Although this move brings the biggest lenders in the country at par with each other, taking a home loan from an HFC can make more sense for someone looking for higher funding. Banks, governed by RBI, are permitted to lend up to 80 per cent of the property value. HFCs, regulated by National Housing Bank, take into consideration the stamp duty and registration cost while calculating the total cost of the property. In Maharashtra, where stamp duty and registration is around six per cent, this can be a significant amount.
Probably, that’s why HFCs have been gaining home loan market share over banks. “Today, the share of HFCs is 37-38 per cent. It used to be around 27 per cent a decade ago. The single product focus also helps, as it allows us to give better service,” says Ashwini Kumar Hooda, deputy managing director, Indiabulls Housing Finance.
Here’s how a home loan between banks and HFCs vary.

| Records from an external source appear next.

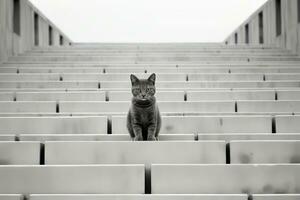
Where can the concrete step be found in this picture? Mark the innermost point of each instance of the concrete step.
(49, 84)
(96, 179)
(224, 179)
(95, 137)
(226, 77)
(246, 152)
(268, 106)
(288, 95)
(87, 65)
(204, 84)
(152, 59)
(60, 96)
(287, 124)
(11, 197)
(253, 136)
(19, 153)
(164, 107)
(143, 69)
(7, 96)
(29, 77)
(121, 77)
(88, 153)
(141, 197)
(160, 77)
(230, 95)
(205, 124)
(276, 196)
(53, 125)
(160, 96)
(167, 84)
(282, 76)
(27, 107)
(8, 137)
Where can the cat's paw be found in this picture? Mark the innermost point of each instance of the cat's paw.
(138, 138)
(152, 138)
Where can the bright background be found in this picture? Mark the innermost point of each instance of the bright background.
(148, 20)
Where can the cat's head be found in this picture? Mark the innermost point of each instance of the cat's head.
(143, 89)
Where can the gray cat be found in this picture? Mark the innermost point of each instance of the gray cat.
(143, 119)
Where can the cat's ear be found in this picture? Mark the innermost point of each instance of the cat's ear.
(152, 78)
(134, 79)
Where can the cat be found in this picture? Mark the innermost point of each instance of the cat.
(143, 119)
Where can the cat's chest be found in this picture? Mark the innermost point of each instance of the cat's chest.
(144, 115)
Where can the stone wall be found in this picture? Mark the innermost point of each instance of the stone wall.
(17, 29)
(270, 14)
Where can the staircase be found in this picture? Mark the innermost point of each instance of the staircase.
(230, 127)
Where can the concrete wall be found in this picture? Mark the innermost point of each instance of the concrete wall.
(290, 30)
(13, 44)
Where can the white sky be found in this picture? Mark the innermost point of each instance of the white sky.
(148, 20)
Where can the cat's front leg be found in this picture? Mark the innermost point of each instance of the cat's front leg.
(137, 129)
(151, 132)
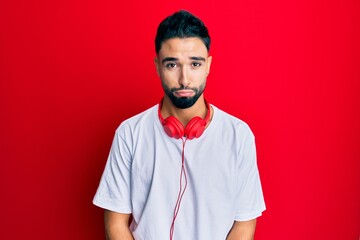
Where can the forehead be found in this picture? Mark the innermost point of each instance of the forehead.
(178, 47)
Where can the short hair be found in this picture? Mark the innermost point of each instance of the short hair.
(181, 24)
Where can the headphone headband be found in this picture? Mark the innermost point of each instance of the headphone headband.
(174, 128)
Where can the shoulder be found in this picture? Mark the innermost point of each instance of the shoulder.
(230, 123)
(138, 121)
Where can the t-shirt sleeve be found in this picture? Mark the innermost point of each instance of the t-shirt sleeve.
(113, 192)
(250, 200)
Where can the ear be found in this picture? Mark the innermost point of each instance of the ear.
(157, 65)
(209, 64)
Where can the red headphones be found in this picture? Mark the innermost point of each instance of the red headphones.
(174, 128)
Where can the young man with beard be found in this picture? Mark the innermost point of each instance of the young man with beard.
(183, 169)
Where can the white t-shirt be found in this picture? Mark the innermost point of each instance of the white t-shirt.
(142, 177)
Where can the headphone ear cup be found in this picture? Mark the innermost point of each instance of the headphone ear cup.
(195, 128)
(173, 127)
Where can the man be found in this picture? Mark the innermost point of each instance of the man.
(183, 169)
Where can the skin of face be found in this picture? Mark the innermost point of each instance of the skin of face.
(183, 65)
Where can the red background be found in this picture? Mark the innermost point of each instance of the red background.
(71, 71)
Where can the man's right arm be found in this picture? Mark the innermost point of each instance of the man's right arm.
(117, 226)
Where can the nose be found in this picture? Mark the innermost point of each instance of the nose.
(183, 78)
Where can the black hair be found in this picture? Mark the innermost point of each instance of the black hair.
(181, 24)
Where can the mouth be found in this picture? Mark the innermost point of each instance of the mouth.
(184, 93)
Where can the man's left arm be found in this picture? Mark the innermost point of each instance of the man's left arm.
(242, 230)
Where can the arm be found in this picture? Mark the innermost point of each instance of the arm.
(242, 230)
(117, 226)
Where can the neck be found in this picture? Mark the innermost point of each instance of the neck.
(184, 115)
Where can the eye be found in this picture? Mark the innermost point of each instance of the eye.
(196, 64)
(170, 65)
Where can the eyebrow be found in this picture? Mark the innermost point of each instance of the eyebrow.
(173, 59)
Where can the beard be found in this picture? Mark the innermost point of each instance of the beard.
(184, 102)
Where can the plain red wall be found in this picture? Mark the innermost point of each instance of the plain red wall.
(71, 71)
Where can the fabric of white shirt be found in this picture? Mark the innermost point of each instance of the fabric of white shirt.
(142, 177)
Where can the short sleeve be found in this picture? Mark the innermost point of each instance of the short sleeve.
(113, 192)
(250, 201)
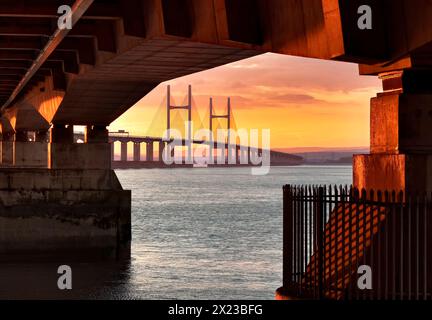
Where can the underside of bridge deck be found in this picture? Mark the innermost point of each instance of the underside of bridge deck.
(119, 50)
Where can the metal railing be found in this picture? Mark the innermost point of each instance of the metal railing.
(330, 232)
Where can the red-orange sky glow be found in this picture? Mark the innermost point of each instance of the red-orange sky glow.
(305, 102)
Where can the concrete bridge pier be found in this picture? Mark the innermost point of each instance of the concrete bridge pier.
(75, 208)
(401, 139)
(32, 154)
(7, 156)
(161, 151)
(137, 151)
(123, 151)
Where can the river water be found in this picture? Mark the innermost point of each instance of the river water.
(197, 234)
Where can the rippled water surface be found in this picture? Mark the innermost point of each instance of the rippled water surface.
(197, 234)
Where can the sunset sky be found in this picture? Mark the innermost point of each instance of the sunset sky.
(305, 102)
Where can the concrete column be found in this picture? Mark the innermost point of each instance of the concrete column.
(7, 153)
(238, 154)
(29, 154)
(112, 151)
(96, 134)
(401, 139)
(62, 134)
(42, 136)
(149, 151)
(123, 151)
(65, 154)
(137, 151)
(21, 136)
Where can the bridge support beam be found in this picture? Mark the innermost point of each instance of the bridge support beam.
(401, 139)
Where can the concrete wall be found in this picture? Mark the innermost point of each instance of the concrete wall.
(56, 213)
(31, 154)
(80, 155)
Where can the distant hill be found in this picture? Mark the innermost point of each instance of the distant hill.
(315, 155)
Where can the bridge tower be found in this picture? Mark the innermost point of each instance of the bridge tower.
(188, 108)
(226, 116)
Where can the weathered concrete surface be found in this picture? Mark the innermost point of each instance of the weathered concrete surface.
(79, 155)
(7, 153)
(401, 123)
(31, 154)
(400, 172)
(55, 213)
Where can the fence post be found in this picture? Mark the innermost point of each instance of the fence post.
(319, 235)
(287, 236)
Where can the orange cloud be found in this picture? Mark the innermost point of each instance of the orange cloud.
(305, 102)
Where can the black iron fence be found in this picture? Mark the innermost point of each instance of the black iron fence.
(344, 243)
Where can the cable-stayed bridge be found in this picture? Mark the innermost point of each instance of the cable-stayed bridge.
(173, 131)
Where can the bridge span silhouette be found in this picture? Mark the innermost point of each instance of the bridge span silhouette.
(217, 153)
(58, 196)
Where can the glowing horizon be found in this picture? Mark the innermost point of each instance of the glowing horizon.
(305, 102)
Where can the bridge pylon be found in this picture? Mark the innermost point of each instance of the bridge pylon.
(188, 108)
(226, 116)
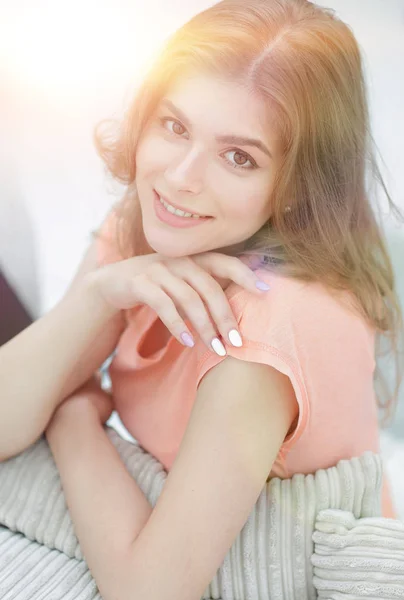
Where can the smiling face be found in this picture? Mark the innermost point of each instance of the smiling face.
(192, 154)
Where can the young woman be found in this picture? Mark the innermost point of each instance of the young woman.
(244, 156)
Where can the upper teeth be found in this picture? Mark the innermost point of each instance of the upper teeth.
(177, 211)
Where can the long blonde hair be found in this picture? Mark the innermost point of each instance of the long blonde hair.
(307, 64)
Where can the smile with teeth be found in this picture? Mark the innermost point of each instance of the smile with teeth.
(178, 212)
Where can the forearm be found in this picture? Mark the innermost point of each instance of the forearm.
(107, 507)
(35, 365)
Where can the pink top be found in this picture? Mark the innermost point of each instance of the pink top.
(325, 349)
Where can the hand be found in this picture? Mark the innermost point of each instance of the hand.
(89, 399)
(177, 288)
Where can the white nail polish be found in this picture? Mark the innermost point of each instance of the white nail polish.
(218, 347)
(235, 338)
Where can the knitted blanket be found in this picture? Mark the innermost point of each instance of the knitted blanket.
(310, 536)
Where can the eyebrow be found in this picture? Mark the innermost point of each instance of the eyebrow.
(226, 139)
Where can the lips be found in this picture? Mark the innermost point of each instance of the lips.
(181, 207)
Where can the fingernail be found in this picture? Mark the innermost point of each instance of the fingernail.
(218, 347)
(187, 339)
(261, 285)
(235, 338)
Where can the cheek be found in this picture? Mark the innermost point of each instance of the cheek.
(151, 154)
(246, 206)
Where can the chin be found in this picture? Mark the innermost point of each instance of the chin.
(168, 248)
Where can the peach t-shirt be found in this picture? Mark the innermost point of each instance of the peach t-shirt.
(325, 349)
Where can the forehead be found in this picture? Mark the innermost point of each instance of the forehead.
(221, 107)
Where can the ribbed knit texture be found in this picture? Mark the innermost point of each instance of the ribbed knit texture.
(271, 558)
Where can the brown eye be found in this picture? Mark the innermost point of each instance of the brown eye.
(240, 158)
(177, 126)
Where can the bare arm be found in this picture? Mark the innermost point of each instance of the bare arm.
(52, 357)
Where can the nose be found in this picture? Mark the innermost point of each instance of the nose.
(185, 172)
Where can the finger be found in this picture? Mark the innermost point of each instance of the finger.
(186, 297)
(150, 293)
(212, 294)
(233, 268)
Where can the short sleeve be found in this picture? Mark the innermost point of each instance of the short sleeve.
(302, 331)
(106, 242)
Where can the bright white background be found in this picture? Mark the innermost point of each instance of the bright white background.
(66, 64)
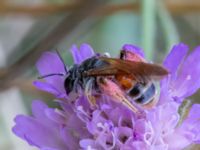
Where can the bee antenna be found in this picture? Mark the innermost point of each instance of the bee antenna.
(58, 53)
(49, 75)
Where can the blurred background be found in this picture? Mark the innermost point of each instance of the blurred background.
(29, 27)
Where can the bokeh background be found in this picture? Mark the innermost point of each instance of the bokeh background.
(29, 27)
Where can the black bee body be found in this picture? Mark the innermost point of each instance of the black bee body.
(76, 78)
(140, 92)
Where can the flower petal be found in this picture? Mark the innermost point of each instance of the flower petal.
(134, 49)
(85, 52)
(37, 133)
(188, 81)
(50, 63)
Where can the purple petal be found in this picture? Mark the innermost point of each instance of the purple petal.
(50, 63)
(134, 49)
(37, 133)
(175, 58)
(188, 81)
(44, 86)
(84, 53)
(190, 128)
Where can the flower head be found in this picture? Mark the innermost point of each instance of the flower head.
(110, 125)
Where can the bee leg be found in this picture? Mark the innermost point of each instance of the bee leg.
(126, 103)
(88, 93)
(113, 90)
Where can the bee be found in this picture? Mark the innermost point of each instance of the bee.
(127, 79)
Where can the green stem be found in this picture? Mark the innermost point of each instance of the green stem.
(148, 23)
(168, 26)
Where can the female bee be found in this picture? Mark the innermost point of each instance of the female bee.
(123, 78)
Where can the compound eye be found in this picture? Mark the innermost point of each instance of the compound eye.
(147, 96)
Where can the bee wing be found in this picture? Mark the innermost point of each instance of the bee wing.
(140, 70)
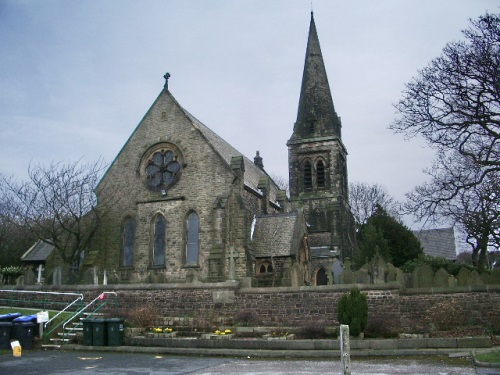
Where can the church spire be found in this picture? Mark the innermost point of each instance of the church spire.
(316, 115)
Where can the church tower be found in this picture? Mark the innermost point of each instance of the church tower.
(317, 161)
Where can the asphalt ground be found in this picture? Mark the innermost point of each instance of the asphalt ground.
(57, 362)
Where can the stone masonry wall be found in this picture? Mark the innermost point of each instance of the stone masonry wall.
(404, 309)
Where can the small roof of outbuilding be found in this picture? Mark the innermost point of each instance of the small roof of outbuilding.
(438, 242)
(278, 234)
(39, 252)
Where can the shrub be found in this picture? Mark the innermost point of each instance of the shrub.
(353, 311)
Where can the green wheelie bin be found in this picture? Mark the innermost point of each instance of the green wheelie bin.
(116, 328)
(88, 328)
(99, 332)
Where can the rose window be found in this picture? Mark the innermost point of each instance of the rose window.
(162, 169)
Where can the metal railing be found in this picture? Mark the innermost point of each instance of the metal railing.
(100, 301)
(12, 300)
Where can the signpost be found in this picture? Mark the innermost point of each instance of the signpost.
(345, 350)
(42, 317)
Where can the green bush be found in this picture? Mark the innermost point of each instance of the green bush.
(353, 310)
(436, 263)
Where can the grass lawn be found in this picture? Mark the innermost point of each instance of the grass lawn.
(489, 357)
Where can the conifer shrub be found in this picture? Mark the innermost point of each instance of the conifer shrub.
(352, 310)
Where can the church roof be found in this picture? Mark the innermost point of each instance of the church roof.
(226, 151)
(438, 242)
(39, 252)
(316, 116)
(278, 234)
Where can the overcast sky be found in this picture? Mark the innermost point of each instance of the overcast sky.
(76, 77)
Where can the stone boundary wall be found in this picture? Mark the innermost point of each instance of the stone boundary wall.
(222, 303)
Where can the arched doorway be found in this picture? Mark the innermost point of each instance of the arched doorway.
(321, 278)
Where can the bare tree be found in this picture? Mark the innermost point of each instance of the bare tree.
(364, 199)
(454, 103)
(475, 210)
(58, 204)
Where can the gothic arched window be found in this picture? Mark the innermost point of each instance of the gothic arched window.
(320, 175)
(192, 238)
(128, 243)
(159, 242)
(307, 176)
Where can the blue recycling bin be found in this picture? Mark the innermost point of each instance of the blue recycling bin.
(9, 317)
(5, 331)
(26, 319)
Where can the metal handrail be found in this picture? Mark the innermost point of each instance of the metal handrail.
(46, 324)
(100, 297)
(63, 310)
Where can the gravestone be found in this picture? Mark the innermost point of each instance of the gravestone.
(422, 276)
(337, 269)
(440, 279)
(463, 277)
(56, 276)
(475, 278)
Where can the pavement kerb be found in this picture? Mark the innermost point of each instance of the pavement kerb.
(485, 364)
(263, 353)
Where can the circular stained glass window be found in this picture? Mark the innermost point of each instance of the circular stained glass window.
(162, 169)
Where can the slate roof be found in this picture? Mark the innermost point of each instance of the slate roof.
(226, 151)
(315, 102)
(39, 252)
(438, 242)
(278, 234)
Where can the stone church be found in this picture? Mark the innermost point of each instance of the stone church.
(191, 208)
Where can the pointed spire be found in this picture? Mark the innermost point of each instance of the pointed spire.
(316, 115)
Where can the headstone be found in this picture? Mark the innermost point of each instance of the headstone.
(39, 277)
(475, 278)
(391, 273)
(440, 279)
(463, 277)
(57, 276)
(337, 269)
(422, 276)
(377, 269)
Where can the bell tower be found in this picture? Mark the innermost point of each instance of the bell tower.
(317, 160)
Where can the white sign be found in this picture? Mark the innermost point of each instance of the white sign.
(42, 317)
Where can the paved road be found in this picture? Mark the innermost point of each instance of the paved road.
(77, 363)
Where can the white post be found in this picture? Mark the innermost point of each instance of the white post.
(345, 349)
(39, 277)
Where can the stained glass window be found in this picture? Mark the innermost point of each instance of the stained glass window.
(128, 242)
(159, 241)
(162, 169)
(192, 238)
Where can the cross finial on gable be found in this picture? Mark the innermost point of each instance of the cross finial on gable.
(166, 76)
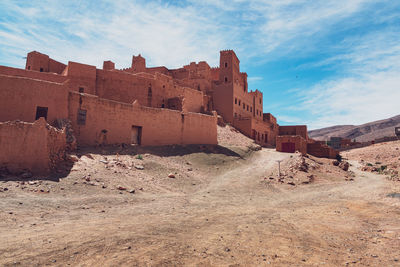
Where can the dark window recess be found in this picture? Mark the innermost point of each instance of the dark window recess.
(41, 112)
(81, 117)
(136, 135)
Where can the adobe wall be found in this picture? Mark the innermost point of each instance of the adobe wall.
(242, 102)
(19, 98)
(81, 76)
(149, 90)
(294, 130)
(299, 142)
(159, 126)
(36, 147)
(223, 101)
(46, 76)
(321, 151)
(258, 104)
(43, 63)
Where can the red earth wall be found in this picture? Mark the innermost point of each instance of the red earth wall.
(300, 144)
(159, 126)
(20, 98)
(36, 147)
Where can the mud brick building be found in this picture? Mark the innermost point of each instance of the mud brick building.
(138, 105)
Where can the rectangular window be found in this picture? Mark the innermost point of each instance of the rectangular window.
(41, 112)
(81, 117)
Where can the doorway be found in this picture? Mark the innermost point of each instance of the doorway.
(136, 135)
(288, 147)
(41, 112)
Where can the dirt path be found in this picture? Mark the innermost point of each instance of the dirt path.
(234, 219)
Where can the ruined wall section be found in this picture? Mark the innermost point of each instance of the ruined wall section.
(82, 77)
(149, 90)
(300, 130)
(35, 147)
(43, 63)
(20, 97)
(299, 143)
(111, 122)
(45, 76)
(321, 150)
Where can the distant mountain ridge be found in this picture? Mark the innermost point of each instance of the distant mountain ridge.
(365, 132)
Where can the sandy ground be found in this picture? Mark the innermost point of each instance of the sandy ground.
(221, 209)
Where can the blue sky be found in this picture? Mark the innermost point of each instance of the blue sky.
(319, 63)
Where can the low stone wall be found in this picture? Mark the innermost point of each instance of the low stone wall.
(321, 151)
(299, 143)
(35, 147)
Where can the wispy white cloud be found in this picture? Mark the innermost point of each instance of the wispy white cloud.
(366, 65)
(367, 89)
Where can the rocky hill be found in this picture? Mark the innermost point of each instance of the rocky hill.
(365, 132)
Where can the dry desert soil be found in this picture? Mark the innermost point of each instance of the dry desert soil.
(225, 206)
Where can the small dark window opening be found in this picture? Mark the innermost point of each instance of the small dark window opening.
(136, 134)
(41, 112)
(81, 120)
(149, 96)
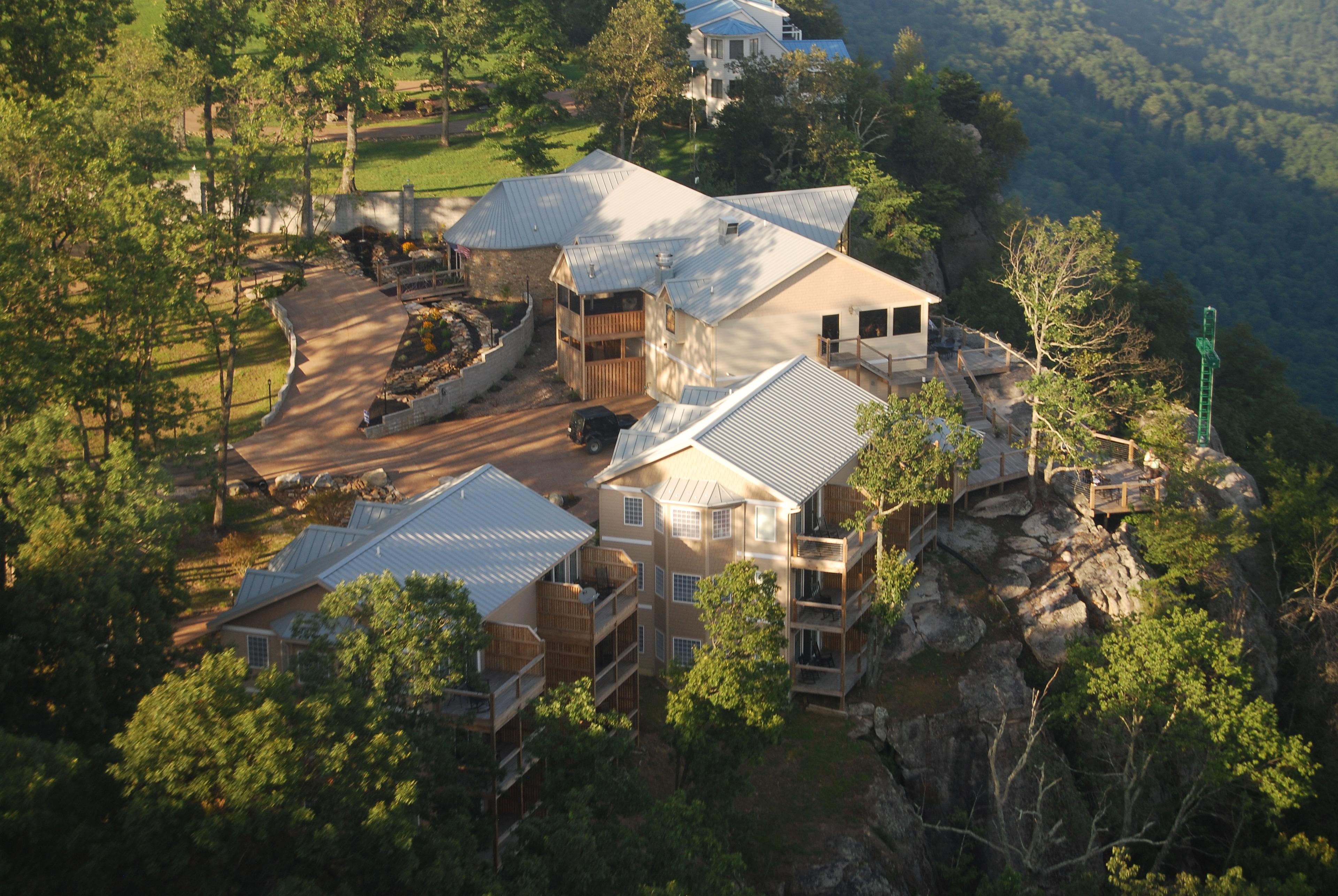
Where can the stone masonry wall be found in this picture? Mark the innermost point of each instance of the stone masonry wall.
(471, 382)
(493, 269)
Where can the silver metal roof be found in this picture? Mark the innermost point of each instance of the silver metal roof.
(522, 213)
(257, 583)
(368, 514)
(791, 428)
(314, 543)
(484, 529)
(698, 493)
(820, 214)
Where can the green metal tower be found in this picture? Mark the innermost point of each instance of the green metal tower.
(1209, 350)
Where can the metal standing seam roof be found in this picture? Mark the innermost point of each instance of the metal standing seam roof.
(820, 214)
(314, 543)
(484, 529)
(791, 430)
(698, 493)
(616, 265)
(524, 213)
(834, 49)
(732, 27)
(368, 514)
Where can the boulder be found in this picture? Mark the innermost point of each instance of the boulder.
(973, 541)
(1012, 583)
(1011, 505)
(1054, 523)
(1024, 545)
(1025, 564)
(1052, 617)
(288, 481)
(1107, 570)
(945, 628)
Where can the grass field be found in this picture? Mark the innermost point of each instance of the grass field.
(261, 367)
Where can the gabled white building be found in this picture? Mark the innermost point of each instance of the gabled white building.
(724, 31)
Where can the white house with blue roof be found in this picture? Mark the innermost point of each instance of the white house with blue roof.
(724, 31)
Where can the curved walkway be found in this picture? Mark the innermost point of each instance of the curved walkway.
(347, 336)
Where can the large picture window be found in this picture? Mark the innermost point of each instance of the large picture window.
(873, 324)
(686, 588)
(687, 523)
(633, 511)
(766, 518)
(686, 650)
(906, 320)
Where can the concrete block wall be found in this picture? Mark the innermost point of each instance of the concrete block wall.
(470, 383)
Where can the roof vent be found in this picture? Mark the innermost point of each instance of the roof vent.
(728, 228)
(664, 264)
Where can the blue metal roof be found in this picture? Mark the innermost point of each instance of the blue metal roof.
(834, 49)
(732, 27)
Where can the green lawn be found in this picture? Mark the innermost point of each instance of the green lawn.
(261, 367)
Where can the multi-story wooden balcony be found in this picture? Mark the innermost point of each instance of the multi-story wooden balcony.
(592, 328)
(591, 628)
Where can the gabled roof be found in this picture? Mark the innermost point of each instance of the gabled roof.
(791, 428)
(521, 213)
(698, 493)
(484, 529)
(834, 49)
(732, 27)
(820, 213)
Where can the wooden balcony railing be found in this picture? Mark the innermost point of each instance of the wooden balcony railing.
(601, 327)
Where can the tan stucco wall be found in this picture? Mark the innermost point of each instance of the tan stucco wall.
(493, 269)
(786, 320)
(675, 360)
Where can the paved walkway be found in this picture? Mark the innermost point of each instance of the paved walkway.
(347, 337)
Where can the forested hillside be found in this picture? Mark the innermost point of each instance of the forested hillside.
(1204, 130)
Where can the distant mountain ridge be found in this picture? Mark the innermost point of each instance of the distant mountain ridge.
(1205, 130)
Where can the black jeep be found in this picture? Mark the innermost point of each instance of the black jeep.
(597, 427)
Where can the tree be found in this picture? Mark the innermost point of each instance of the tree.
(212, 34)
(454, 34)
(47, 47)
(1164, 704)
(232, 784)
(251, 177)
(362, 35)
(525, 70)
(730, 704)
(914, 447)
(92, 586)
(636, 69)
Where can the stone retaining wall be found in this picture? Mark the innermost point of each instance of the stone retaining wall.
(474, 380)
(287, 326)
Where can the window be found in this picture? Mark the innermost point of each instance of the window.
(257, 652)
(766, 518)
(633, 513)
(873, 324)
(686, 523)
(906, 320)
(684, 650)
(686, 588)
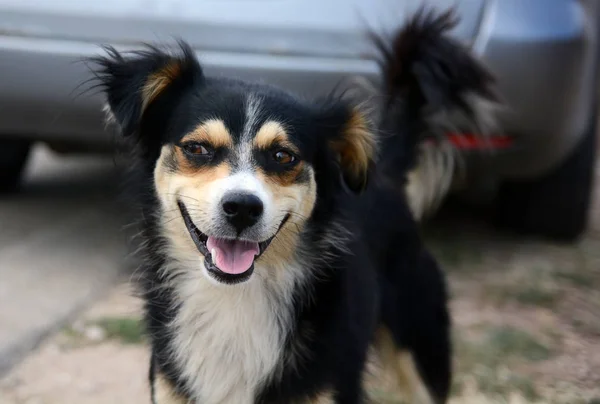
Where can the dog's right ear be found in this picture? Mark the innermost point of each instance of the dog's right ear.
(134, 81)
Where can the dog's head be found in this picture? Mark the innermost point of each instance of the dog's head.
(238, 168)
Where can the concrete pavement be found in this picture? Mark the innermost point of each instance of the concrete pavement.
(62, 244)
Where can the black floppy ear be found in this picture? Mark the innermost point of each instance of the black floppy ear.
(133, 81)
(353, 143)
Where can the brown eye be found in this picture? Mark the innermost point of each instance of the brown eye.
(196, 149)
(283, 157)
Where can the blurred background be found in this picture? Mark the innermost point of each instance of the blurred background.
(519, 233)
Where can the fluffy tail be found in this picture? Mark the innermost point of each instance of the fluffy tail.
(431, 85)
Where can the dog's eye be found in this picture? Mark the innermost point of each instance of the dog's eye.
(197, 149)
(284, 157)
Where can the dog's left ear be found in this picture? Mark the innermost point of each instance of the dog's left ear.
(354, 145)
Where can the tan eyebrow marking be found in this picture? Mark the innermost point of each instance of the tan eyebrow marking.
(271, 133)
(213, 132)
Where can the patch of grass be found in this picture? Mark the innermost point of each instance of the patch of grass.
(578, 279)
(494, 385)
(487, 362)
(508, 341)
(127, 330)
(530, 293)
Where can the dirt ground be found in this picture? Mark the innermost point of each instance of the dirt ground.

If a borrower is opting for a property that costs Rs 50 lakh and approaches a bank, the lender will give up to Rs 40 lakh. An HFC, on the other hand, will add the stamp duty and registration cost of around Rs 3 lakh to the property value and can disburse a loan of up to Rs 42.4 lakh. This is six per cent more than what a bank would lend.
Of course, this will increase the borrower’s equated monthly instalment (EMI). If a person takes a loan of Rs 40 lakh for 20 years, at the current interest rates, the EMI works out to be Rs 38,336. If the loan amount increases to Rs 42.4 lakh, the difference will be Rs 2,300 a month. Over a 20-year period, the interest outgo will be higher by Rs 3,12,000. The difference will be higher as the loan value increases.
HFCs are best suited for someone who wants to borrow a higher amount of loan and wants to contribute less from his/her own pocket. If a person was to buy a Rs 50-lakh property and opt for a bank loan, his/her equity will be around Rs 13 lakh (including Rs 3 lakh for stamp duty and registration). In case of HFCs, the outgo reduces by Rs 2.4 lakh or 18.5 per cent.
Gaurav Khurana, founder and director of Dialabank, says HFCs are also flexible when it comes to evaluating business income, eligibility, and credit scores. “When it comes to service, banks are way ahead. Once you take a housing loan from banks and maintain a relationship, getting other loans and products get easier.”